Moderate capacity communities may stand to benefit the most from required regular updates to their wildfire risk mitigation planning and networking with other communities. The majority of communities in our study fell into the moderate capacity group, and the likelihood that these communities had high exposure to wildfire risk was influenced by the complexity of their exposure network and other landscape constraints, suggesting that the challenge of collaboration and coordination across a diversity of landowners, agencies, and stakeholders is a limitation for these communities. Building capacity in these communities may allow community leaders to leverage existing networks of key individuals for gains in their ability to conduct multi-level coordination of cross-boundary risk management. Low-capacity communities would also stand to benefit from regular updating of the processes that bring together stakeholders in the community to address wildfire risk. Gains in these communities, however, might be expected to take longer. A majority of ignitions in low-capacity, high-exposure communities originated more than 20 km away, suggesting that mismatches between local planning and the community fireshed may be broader in those communities than in moderate and high capacity communities where the community fireshed and the scale of planning may be more aligned and less prone to mismatches.
Our study is not without limitations. First, our definition of community was largely restricted to places that could be discretely mapped. Although many areas of rural residential development escape this definition, the choice to focus on mapped communities was pragmatically necessary to assign the exposure values needed to test our two hypotheses. Further, it is not clear that all of our communities meet the Wilkinsonian definition of interactional communities [35], which may be a reason that perceived competence was low in some communities. Rich investigations of communities may help explain variability in perceived competence (e.g., a lack of social institutions around which people regularly interact). Second, the study relies on key informant perceptions, which could be biased or otherwise miscalculated. Either way, the results beg an interesting causal question, why do higher capacity communities tend to have low exposure? The answer to this question is beyond the scope of this paper, but is an opportunity for further research in the field. One explanation could be that high-capacity communities are more likely to have low exposure because they have effected change (by addressing hazardous fuels or other sources of risk) in their community fireshed over time, thereby reducing exposure. To validate this conclusion, wildfire simulations would need to show lower exposure to communities following fuel treatments. Our post-hoc analysis suggests that low-exposure communities completed more fuel treatments than high-exposure communities. An alternative proposition is that low-exposure drives greater perceived competence, even in cases where the exposure network is more complex, precisely because low exposure is easier to manage. A time-series analysis of exposure, management actions, and community capacity would help identify which explanation holds more truth. Either way, we have identified a relationship between community capacity and community exposure to wildfire risk that needs further investigation.

5. Conclusions

In the western US and other parts of the world, from Australia to the Mediterranean, communities are increasingly affected by wildfire. We argue that better management of community wildfire risk requires a clear understanding of (1) the sources and pathways through which wildfire may be transmitted to values of concern for local communities (e.g., homes or other resources that the community is dependent upon for local livelihoods), and (2) community capacity to manage its sources of exposure to wildfire across jurisdictional boundaries, which together suggest the complexity and capacity hypotheses. First, greater complexity in the wildfire exposure network increases the likelihood that mismatches in the coordination of risk governance will occur resulting in increased wildfire exposure and decreased disaster risk reduction.
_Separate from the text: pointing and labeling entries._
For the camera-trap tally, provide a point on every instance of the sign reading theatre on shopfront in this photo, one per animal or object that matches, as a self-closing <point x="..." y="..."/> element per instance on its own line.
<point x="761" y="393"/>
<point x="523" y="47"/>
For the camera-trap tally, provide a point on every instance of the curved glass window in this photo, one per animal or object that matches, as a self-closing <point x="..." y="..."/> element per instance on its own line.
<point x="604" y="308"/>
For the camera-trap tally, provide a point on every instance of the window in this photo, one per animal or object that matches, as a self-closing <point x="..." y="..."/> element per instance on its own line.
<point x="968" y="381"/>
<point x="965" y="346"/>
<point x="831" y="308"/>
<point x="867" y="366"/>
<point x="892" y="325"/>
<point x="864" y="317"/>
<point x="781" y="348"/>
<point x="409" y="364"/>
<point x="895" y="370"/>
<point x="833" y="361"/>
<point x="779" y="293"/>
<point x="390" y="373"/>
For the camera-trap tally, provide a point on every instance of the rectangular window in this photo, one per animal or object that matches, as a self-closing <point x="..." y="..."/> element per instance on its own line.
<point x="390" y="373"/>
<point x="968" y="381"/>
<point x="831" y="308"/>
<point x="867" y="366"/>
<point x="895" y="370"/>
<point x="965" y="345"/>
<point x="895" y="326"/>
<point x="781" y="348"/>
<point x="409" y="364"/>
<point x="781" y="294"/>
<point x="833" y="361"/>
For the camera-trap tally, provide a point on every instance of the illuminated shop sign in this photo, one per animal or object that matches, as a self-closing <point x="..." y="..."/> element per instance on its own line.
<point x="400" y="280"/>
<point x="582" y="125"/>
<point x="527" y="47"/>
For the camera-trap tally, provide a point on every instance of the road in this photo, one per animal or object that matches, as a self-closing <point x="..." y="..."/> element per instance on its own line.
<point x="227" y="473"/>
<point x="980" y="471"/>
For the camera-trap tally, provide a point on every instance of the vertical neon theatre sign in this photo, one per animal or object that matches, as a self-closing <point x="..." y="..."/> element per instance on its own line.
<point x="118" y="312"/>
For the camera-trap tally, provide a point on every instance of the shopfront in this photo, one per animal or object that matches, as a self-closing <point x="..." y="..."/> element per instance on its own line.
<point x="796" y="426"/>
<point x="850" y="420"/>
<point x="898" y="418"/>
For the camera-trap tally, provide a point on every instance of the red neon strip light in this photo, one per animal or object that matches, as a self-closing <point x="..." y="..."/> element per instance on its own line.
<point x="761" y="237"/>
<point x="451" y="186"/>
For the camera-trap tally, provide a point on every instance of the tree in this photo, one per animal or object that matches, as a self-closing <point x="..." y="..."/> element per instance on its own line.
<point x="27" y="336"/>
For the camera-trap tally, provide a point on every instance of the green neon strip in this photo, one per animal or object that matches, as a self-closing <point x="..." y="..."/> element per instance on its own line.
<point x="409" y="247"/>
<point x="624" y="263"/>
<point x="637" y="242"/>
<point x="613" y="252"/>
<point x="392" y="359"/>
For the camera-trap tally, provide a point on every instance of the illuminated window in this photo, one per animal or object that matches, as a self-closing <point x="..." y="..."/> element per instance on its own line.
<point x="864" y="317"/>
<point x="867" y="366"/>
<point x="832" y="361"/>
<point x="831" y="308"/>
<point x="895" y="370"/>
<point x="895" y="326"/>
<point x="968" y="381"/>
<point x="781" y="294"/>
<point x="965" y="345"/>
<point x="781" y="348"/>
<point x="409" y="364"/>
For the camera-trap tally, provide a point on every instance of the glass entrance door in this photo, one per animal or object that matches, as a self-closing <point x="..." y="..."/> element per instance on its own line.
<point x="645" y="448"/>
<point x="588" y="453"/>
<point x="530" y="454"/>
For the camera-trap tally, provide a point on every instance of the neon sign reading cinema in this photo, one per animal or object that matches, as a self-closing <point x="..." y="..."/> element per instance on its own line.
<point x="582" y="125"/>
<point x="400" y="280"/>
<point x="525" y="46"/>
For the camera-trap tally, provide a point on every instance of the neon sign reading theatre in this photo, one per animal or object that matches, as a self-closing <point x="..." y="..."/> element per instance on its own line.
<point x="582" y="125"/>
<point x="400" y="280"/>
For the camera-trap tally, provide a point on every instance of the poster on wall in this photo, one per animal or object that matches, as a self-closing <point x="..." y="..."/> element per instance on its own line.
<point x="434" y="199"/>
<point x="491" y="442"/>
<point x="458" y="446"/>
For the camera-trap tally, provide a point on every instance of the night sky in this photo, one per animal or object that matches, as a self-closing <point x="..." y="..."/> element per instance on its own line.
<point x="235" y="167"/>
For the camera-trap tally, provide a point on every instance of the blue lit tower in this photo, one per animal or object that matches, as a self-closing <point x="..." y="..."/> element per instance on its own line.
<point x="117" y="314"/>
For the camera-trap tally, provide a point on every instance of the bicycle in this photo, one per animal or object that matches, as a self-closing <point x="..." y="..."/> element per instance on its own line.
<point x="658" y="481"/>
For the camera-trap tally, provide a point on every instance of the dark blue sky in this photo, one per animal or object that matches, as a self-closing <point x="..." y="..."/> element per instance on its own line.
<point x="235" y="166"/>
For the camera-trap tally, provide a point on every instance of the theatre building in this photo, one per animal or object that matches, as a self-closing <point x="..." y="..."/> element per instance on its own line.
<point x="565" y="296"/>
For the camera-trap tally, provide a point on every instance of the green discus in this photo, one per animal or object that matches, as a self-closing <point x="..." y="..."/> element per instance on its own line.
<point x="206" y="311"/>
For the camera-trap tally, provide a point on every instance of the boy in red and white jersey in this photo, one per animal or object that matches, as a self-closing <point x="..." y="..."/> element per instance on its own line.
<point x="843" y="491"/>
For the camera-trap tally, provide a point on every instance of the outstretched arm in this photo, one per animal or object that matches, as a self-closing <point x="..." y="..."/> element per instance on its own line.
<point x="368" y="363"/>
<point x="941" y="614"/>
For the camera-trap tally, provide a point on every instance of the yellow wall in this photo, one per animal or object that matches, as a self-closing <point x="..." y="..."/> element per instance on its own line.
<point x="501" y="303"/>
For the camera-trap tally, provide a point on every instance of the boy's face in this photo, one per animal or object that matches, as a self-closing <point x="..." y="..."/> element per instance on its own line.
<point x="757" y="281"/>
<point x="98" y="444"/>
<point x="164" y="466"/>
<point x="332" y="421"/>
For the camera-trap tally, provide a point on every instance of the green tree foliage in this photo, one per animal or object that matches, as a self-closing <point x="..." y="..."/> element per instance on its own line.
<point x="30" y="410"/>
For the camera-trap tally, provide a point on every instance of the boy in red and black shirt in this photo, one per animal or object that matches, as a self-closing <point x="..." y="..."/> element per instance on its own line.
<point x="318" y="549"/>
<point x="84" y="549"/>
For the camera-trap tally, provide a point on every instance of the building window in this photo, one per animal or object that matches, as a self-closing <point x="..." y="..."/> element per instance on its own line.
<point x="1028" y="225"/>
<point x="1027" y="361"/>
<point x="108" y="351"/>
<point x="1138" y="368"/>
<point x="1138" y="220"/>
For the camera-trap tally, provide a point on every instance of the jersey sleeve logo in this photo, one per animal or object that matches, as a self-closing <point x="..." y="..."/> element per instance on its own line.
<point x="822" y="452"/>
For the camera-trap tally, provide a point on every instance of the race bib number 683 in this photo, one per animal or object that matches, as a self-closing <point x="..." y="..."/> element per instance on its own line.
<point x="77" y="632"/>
Second, community capacity to address sources of community wildfire risk can moderate the likelihood of mismatches and decrease community wildfire risk. We found support for both hypotheses, and suggest that investments in ongoing updates to community risk planning and efforts to network the necessary skills, knowledge, and leadership across communities should prioritize communities with highly complex networks, and may help to leverage existing capacity into a self-reinforcing cycle increasing competence to manage cross-boundary wildfire risk [54]. Investing in planning updates and networking may be most important for moderate capacity communities where the complexity of the planning and coordination process exerts a stronger influence on the management of mismatches and community exposure to wildfire. Leveraging existing relationships and building new linkages between key leaders and stakeholders to support cross-boundary work in these communities should be supported by national authorities and directives.

Author Contributions

Conceptualization, M.N.-P. and A.A.; Data curation, M.N.-P. and C.E.; Formal analysis, M.N.-P.; Funding acquisition, M.N.-P. and A.A.; Investigation, M.N.-P., C.E. and A.A.; Methodology, M.N.-P., C.E. and A.A.; Project administration, M.N.-P. and A.A.; Resources, M.N.-P. and A.A.; Software, M.N.-P. and C.E.; Supervision, M.N.-P. and A.A.; Validation, M.N.-P.; Visualization, M.N.-P and C.E.; Writing—original draft, M.N.-P.; Writing—review & editing, M.N.-P., C.E. and A.A.

Funding

U.S. Forest Service: 16-CS-11221637-119; National Science Foundation: DGE-0966376.

Acknowledgments

Ken Bunzel and Chris Ringo assisted with community mapping and geoprocessing wildfire perimeters. Funding to support the community mapping and wildfire simulation geoprocessing was awarded through the United States Department of Agriculture, Forest Service award number 16-CS-11221637-119. We acknowledge Cassandra Moseley, Travis Paveglio, and Jesse Abrams for their contribution to the design and collection of key informant data collection. We are also grateful to the National Science Foundation Integrative Graduate Education and Research Traineeship grant number DGE-0966376 for graduate research assistantship support and Portland State University for tuition. Finally, we thank the two anonymous reviewers and the academic editor whose suggestions helped improve the manuscript.

Conflicts of Interest

The authors declare no conflict of interest.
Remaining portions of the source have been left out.